L’8 aprile scorso è uscito su Domani l’appello “Embargo a gas e petrolio: per fermare Putin dobbiamo tutti fare sacrifici”. L’appello ha a tutt’oggi ricevuto 30mila firme e alcuni commenti critici ai quali intendiamo rispondere qui.
Lo facciamo anche per cogliere l’occasione di menzionare le potenzialità pratiche e politiche che l’embargo potrebbe avere o sarebbe desiderabile che avesse, un aspetto che non ci era sembrato opportuno trattare nell’appello, che è un documento di sensibilizzazione, non di politica economica. In questa risposta ci soffermiamo molto brevemente su queste potenzialità.
Critiche contraddittorie
Colpisce, a leggere i commenti, per lo più critici, sul nostro appello il loro carattere opposto e complementare.
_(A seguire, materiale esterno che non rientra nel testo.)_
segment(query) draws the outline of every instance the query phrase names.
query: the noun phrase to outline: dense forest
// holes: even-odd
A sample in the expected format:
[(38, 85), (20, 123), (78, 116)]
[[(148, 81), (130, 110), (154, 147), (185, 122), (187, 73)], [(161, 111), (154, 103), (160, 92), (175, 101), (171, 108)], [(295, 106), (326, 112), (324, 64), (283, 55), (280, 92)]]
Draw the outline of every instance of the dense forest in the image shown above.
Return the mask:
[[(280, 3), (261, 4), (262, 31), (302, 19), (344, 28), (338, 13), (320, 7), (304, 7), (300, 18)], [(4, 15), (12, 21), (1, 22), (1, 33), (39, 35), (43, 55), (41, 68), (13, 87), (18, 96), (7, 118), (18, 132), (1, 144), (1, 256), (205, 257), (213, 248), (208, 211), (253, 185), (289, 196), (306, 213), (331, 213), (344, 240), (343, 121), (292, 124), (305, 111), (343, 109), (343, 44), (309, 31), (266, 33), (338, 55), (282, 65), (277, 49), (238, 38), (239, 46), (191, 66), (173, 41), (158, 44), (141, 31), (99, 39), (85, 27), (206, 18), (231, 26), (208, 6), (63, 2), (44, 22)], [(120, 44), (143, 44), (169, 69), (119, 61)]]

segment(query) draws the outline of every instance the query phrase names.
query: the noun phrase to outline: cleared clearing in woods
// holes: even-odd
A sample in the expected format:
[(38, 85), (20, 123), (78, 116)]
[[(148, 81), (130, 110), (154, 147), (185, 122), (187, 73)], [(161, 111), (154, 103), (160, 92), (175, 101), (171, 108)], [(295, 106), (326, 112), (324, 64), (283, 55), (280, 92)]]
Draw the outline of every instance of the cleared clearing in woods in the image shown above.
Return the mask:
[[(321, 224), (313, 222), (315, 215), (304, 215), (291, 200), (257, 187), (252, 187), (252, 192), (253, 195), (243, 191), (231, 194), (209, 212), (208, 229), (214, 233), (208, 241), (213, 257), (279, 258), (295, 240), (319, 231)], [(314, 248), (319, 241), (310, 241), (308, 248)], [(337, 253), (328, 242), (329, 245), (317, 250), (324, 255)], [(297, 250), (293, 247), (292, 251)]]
C’è chi contesta un eccesso bellico – un’economia di guerra – prodotto dall’embargo.
E chi, al contrario, polemizza con il pacifismo strisciante di una posizione che non parla di armi. Alcuni interpretano il documento in chiave americana – per il riferimento ai soldati americani morti in difesa dell’Europa nella seconda guerra mondiale.
Altri in chiave antiamericana, per l’aggettivo «guerrafondai». Basterebbe lasciare che gli uni rispondessero agli altri, senza intervenire, per neutralizzare nel modo più comodo queste critiche.
Ma vorrebbe dire sottrarsi al confronto o, persino peggio, mostrarsi indifferenti a chi ha idee diverse e al dialogo. Quello che emerge dall’insieme delle polemiche sono due elementi.
Il primo riguarda l’oggettiva convergenza tra estremismi di destra e di sinistra che, da Weimar in poi, ha avuto spesso effetti distruttivi. Non parliamo di intenzioni, ma di effetti.
Anche con il Covid si è registrata la stessa paradossale convergenza. Prima o poi il cerchio rossobruno si stringe alla gola di chi cerca di ragionare senza urlare o lamentarsi.
Gli esiti sono deleteri per la tenuta della democrazia e anche per quella della logica, certamente per il tenore del discorso pubblico, che vede compromessa l’efficacia della sua funzione di controllo ed indirizzo della decisione politica. Il paradosso è che a tanto fragore polemico fa seguito impatto scarso o nullo su chi ci governa.
Tre opzioni
La seconda considerazione, priva di ogni presunzione, è che evidentemente siamo riusciti a toccare la corda giusta. A individuare un punto di equilibrio tra quelli che un tempo si chiamavano “opposti estremismi”.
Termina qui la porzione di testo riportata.